The functions in the test module are

  • mvshapiro(X) [A generalization of Shapiro-Wilk test for multivariate normality (Villasenor and Gonzalez-Estrada, 2009).]

    Where X is a numeric data matrix with d columns and n rows. This could be an array or data frame. Sample size (n) must be larger than vector dimension (d). When d = 1, mvshapiro(X) produces the same results as shapiro.test(X).

    The values returned by mvshapiro(X) are:

    • statistic the value of the generalized Shapiro-Wilk statistic for testing multivariate normality.
    • p_value an approximated p-value of the test.
    • Method the character string "Generalized Shapiro-Wilk test for multivariate normality".
  • canonical(y, xi, Omega, alpha) [Canonical transformation of a random variable with multivariate skew-normal distribution (Capitanio, 2012).]

    Where the arguments are:

    • y is a numeric data matrix with d columns and n rows. This could be an array or data frame. Sample size (n) must be larger than vector dimension (d).
    • xi, Omega and alpha are location, scale matrix and slant parameters.

    Azzalini and Dalla Valle (1996)'s multivariate skew-normal distribution is considered.

    The value returned by this function is a numeric data matrix with d columns and n rows. One column has a standard skew-normal distribution and the remaining d-1 columns have standard normal distribution. The coordinates of the canonical form are independent (Capitanio, 2012).

  • mvsn_shapiro(y, method = "EM", R_HOME = None) [Shapiro-Wilk test for the multivariate skew-normal distribution (González-Estrada et al. 2022).]
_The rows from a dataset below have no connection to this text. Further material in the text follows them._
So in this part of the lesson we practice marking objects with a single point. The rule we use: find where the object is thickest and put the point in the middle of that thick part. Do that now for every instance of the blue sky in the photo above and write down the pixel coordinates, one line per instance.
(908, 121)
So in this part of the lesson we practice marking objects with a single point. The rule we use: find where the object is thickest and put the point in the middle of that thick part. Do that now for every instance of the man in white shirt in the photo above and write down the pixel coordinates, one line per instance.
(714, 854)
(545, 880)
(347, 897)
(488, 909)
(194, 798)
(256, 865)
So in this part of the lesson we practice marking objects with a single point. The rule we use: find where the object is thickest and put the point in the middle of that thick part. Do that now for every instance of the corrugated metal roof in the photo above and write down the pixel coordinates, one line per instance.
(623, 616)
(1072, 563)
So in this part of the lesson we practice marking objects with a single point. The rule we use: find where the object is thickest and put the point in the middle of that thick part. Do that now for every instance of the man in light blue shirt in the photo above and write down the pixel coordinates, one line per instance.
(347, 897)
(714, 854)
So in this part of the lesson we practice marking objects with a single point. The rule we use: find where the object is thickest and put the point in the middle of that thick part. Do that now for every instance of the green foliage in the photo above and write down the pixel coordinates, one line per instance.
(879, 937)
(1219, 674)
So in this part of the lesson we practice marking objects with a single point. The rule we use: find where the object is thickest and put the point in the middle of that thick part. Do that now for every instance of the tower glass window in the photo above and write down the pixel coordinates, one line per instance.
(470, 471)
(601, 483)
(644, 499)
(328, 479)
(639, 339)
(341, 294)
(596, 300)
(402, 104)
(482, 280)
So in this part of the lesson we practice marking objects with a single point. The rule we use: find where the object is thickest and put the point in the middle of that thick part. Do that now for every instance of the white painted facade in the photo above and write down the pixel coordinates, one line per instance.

    Where the arguments are:

    • y is a numeric data matrix with d columns and n rows. This could be an array or data frame. Sample size (n) must be larger than vector dimension (d).
    • method is the parameter estimation method used, there are two available: expectation maximization "EM" (by default) and maximum likelihood "MLE" implemented in the sn package of R software (R Core Team, 2022). If method = "MLE" then it is necessary to have R and the sn library (Azzalini, 2022) installed.
    • R_HOME when "MLE" method is used, the R_HOME directory must be provided. This directory is got with R.home(component = "home") command from R console.
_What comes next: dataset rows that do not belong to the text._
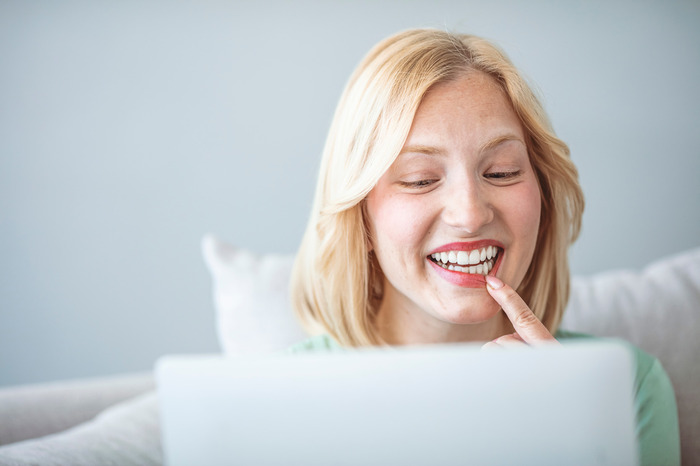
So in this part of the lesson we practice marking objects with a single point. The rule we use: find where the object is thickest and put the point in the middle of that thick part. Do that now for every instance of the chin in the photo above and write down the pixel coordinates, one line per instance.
(474, 314)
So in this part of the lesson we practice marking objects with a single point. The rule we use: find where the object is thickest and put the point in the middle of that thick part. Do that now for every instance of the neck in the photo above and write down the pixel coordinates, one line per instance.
(401, 327)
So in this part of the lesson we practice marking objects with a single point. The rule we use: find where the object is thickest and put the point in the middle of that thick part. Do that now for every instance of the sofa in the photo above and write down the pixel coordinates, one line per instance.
(114, 420)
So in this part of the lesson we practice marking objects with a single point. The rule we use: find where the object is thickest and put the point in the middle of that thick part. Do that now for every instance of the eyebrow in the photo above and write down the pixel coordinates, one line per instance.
(488, 145)
(497, 141)
(420, 149)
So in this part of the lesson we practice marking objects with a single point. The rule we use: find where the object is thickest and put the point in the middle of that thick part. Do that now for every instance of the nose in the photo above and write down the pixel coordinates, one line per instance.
(467, 208)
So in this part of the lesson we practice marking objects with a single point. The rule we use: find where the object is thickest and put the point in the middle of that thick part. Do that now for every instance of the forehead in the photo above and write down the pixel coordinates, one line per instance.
(468, 110)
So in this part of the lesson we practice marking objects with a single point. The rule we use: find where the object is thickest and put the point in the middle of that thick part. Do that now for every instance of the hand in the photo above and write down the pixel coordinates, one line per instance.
(528, 328)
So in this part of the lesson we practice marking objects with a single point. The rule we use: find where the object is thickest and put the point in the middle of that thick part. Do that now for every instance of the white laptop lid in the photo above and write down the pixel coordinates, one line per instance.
(431, 405)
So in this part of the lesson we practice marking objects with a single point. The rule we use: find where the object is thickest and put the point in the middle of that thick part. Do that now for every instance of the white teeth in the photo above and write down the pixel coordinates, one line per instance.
(477, 261)
(474, 257)
(463, 258)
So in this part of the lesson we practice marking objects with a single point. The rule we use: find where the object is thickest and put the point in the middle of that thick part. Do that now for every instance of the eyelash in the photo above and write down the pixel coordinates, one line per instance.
(498, 176)
(417, 184)
(502, 175)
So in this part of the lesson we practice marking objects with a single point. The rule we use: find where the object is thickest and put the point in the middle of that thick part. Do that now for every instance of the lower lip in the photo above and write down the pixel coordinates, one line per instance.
(466, 280)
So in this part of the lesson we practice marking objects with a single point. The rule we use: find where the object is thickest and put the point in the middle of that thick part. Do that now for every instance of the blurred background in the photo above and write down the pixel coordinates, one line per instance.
(130, 129)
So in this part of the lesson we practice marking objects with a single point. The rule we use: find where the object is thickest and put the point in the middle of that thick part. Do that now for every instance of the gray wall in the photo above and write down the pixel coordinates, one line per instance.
(129, 129)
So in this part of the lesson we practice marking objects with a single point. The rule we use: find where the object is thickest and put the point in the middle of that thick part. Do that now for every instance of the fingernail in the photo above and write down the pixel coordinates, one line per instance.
(493, 282)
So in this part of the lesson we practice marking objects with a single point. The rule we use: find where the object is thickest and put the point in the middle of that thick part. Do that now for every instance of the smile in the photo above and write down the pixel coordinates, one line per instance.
(476, 261)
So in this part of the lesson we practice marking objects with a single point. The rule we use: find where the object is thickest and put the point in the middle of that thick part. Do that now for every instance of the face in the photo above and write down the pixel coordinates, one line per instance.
(460, 201)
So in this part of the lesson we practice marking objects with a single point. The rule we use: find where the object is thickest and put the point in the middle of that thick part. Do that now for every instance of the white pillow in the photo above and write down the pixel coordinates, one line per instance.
(251, 299)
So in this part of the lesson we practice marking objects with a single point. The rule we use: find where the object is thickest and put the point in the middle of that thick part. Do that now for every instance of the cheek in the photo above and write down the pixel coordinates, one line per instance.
(396, 221)
(525, 213)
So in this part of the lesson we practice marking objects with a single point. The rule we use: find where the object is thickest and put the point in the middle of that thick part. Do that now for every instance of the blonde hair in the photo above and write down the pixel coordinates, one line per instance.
(336, 281)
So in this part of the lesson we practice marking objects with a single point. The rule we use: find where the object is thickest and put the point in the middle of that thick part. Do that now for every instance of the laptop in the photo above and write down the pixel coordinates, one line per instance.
(427, 405)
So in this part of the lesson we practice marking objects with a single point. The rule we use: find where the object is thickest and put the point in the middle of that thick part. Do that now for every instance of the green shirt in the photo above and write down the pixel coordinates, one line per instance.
(654, 401)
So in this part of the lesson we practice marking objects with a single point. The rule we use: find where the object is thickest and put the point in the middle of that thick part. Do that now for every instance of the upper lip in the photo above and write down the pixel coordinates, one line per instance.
(468, 246)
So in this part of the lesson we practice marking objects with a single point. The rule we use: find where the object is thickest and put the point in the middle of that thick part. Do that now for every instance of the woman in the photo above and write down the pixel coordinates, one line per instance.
(443, 212)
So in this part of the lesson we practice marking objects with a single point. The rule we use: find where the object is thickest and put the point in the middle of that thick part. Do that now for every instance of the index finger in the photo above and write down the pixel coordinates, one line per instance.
(524, 321)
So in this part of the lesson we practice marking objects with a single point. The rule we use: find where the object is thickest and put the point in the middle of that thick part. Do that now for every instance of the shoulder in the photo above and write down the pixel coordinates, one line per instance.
(317, 343)
(646, 365)
(654, 402)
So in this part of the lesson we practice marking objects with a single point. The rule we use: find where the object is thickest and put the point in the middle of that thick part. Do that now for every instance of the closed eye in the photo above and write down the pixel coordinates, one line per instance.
(416, 184)
(502, 176)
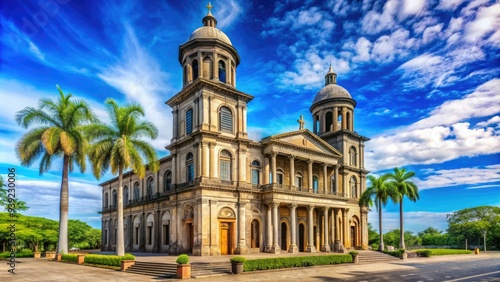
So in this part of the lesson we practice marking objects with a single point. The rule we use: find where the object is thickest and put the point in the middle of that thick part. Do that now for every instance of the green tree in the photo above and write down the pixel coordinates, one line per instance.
(58, 134)
(13, 203)
(470, 224)
(405, 188)
(379, 193)
(120, 146)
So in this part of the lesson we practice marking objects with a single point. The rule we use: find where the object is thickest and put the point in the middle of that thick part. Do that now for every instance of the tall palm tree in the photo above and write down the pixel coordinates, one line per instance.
(404, 187)
(120, 145)
(381, 193)
(59, 134)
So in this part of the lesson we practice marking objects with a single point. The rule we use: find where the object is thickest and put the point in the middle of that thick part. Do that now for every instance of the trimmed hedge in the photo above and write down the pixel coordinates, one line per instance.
(276, 263)
(110, 260)
(21, 254)
(69, 257)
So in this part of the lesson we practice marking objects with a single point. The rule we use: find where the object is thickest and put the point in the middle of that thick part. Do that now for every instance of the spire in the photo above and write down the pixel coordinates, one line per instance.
(330, 77)
(209, 19)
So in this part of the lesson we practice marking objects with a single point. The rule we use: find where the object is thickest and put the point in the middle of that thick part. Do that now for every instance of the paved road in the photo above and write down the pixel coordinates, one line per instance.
(484, 267)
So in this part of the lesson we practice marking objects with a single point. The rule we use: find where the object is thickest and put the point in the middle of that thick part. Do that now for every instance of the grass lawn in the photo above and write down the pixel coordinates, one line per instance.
(443, 252)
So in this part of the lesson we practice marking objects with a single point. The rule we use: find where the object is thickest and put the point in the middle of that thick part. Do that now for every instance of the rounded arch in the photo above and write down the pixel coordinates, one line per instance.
(226, 212)
(226, 115)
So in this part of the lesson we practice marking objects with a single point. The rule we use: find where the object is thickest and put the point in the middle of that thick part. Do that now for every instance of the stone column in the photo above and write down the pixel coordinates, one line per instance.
(325, 178)
(242, 245)
(266, 170)
(292, 170)
(336, 243)
(293, 229)
(310, 226)
(273, 166)
(212, 159)
(326, 245)
(344, 115)
(347, 242)
(335, 118)
(276, 247)
(309, 175)
(269, 229)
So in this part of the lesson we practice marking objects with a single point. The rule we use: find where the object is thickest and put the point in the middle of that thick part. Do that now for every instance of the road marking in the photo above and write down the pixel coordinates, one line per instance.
(473, 276)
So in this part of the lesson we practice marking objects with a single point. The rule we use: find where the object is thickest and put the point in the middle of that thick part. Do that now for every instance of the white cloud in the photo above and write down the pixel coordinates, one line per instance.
(460, 176)
(140, 78)
(487, 20)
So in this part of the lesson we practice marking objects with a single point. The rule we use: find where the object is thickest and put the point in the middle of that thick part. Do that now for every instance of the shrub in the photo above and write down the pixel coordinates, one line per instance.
(238, 259)
(69, 257)
(110, 260)
(182, 259)
(276, 263)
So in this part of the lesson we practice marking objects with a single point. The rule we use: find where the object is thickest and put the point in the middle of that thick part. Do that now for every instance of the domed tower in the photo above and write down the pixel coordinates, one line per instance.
(333, 115)
(209, 54)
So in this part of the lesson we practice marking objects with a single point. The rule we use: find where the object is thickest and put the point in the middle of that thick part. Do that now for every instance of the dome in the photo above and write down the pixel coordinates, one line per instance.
(331, 91)
(208, 32)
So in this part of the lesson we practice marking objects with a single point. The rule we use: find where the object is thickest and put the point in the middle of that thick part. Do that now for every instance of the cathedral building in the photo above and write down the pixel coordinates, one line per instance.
(219, 192)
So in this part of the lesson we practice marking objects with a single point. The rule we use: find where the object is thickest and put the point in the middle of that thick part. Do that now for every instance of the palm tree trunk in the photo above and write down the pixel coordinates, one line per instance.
(401, 227)
(381, 234)
(120, 242)
(62, 247)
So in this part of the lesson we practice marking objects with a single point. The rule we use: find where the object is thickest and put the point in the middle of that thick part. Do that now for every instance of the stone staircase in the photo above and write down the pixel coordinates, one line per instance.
(199, 269)
(374, 257)
(169, 270)
(156, 269)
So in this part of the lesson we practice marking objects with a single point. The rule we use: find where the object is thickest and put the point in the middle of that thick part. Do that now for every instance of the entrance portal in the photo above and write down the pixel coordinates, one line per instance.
(225, 238)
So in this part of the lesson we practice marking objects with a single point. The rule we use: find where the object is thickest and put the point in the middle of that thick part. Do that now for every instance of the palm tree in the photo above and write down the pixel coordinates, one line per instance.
(60, 134)
(120, 146)
(404, 187)
(380, 192)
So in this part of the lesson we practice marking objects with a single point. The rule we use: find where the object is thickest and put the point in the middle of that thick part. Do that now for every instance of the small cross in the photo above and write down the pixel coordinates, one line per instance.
(301, 122)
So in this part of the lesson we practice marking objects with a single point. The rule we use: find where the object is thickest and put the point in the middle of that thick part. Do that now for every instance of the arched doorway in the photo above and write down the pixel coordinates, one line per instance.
(284, 245)
(301, 237)
(254, 235)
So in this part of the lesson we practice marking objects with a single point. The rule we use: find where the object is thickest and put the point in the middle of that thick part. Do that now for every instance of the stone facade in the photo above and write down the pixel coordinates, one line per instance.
(219, 192)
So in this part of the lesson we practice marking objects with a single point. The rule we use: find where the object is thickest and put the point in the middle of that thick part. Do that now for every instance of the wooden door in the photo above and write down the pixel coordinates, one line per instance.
(225, 238)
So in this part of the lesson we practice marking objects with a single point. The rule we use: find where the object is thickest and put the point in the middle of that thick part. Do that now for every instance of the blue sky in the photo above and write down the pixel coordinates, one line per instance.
(425, 75)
    Note: It is must be installed rpy2 when method = "MLE" (pip install rpy2).

    The values returned by mvsn_shapiro(y, method = "EM", R_HOME = None) are:

    • statistic the value of the Shapiro-Wilk statistic for testing multivariate skew normality.
    • p_value an approximated p-value of the test.
    • Method the character string "Shapiro-Wilk test for multivariate skew normal distributions".
  • mvsn_test(y, method = "EM", R_HOME = None)[Test for the multivariate skew-normal distribution based on the closure property of sums of normal and skew normal distributions (González-Estrada et al. 2022). Simulation results indicate that this test has a good control of the type I error probability.]
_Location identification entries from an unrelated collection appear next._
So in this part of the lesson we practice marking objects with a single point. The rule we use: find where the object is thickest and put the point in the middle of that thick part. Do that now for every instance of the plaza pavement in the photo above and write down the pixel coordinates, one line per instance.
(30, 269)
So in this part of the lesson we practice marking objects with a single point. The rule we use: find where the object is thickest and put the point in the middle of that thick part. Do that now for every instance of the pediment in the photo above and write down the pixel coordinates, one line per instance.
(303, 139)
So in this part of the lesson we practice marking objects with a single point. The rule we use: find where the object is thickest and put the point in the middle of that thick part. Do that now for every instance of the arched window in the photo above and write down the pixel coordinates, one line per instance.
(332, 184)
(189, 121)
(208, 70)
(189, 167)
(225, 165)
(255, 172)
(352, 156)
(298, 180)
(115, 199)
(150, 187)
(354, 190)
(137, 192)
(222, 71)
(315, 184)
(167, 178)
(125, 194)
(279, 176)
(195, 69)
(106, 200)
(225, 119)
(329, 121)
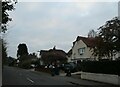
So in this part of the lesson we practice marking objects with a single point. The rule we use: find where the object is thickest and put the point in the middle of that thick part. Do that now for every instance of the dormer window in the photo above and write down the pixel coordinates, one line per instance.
(81, 50)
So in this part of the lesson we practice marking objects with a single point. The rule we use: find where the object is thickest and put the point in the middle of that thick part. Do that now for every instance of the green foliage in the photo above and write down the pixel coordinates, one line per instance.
(105, 67)
(108, 39)
(7, 5)
(4, 52)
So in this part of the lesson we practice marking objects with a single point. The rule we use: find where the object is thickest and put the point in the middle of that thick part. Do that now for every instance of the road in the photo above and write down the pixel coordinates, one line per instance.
(17, 76)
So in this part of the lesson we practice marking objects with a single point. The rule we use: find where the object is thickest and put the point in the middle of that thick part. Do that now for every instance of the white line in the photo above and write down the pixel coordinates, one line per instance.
(30, 80)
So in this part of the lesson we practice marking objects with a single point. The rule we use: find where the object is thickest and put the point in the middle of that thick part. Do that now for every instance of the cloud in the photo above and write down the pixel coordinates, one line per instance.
(47, 24)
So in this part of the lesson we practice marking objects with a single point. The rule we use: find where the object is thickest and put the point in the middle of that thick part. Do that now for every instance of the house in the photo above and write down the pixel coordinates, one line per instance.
(53, 56)
(81, 49)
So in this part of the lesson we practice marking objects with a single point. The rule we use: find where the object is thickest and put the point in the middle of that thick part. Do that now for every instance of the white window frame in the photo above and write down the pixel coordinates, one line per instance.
(81, 51)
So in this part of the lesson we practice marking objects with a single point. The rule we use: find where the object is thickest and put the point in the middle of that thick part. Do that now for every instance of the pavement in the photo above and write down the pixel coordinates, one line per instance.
(17, 76)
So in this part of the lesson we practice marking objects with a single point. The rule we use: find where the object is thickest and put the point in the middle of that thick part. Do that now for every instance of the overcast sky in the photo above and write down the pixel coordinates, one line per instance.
(43, 25)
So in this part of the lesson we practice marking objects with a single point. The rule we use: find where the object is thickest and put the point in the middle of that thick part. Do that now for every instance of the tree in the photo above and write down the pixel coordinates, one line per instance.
(108, 39)
(4, 52)
(7, 5)
(22, 50)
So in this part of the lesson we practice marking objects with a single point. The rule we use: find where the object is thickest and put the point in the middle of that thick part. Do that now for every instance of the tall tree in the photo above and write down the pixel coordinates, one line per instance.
(108, 40)
(7, 5)
(22, 50)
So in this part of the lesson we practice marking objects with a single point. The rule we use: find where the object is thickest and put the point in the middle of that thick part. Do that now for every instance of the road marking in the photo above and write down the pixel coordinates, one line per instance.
(20, 74)
(30, 80)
    Where the arguments are like in mvsn_shapiro function.

    The values returned by mvsn_test(y, method = "EM", R_HOME = None) are:

    • statistic the value of the test statistic for multivariate skew normality.
    • p_value an approximated p-value of the test.
    • Method the character string "Test for multivariate skew normal distributions based on a closure property".

graphs module

  • plot(y, dist = "MVSN", pdf = True, ecdf = True, bins = 20) [Diagnostic plots for checking the fit of probability distributions to data.]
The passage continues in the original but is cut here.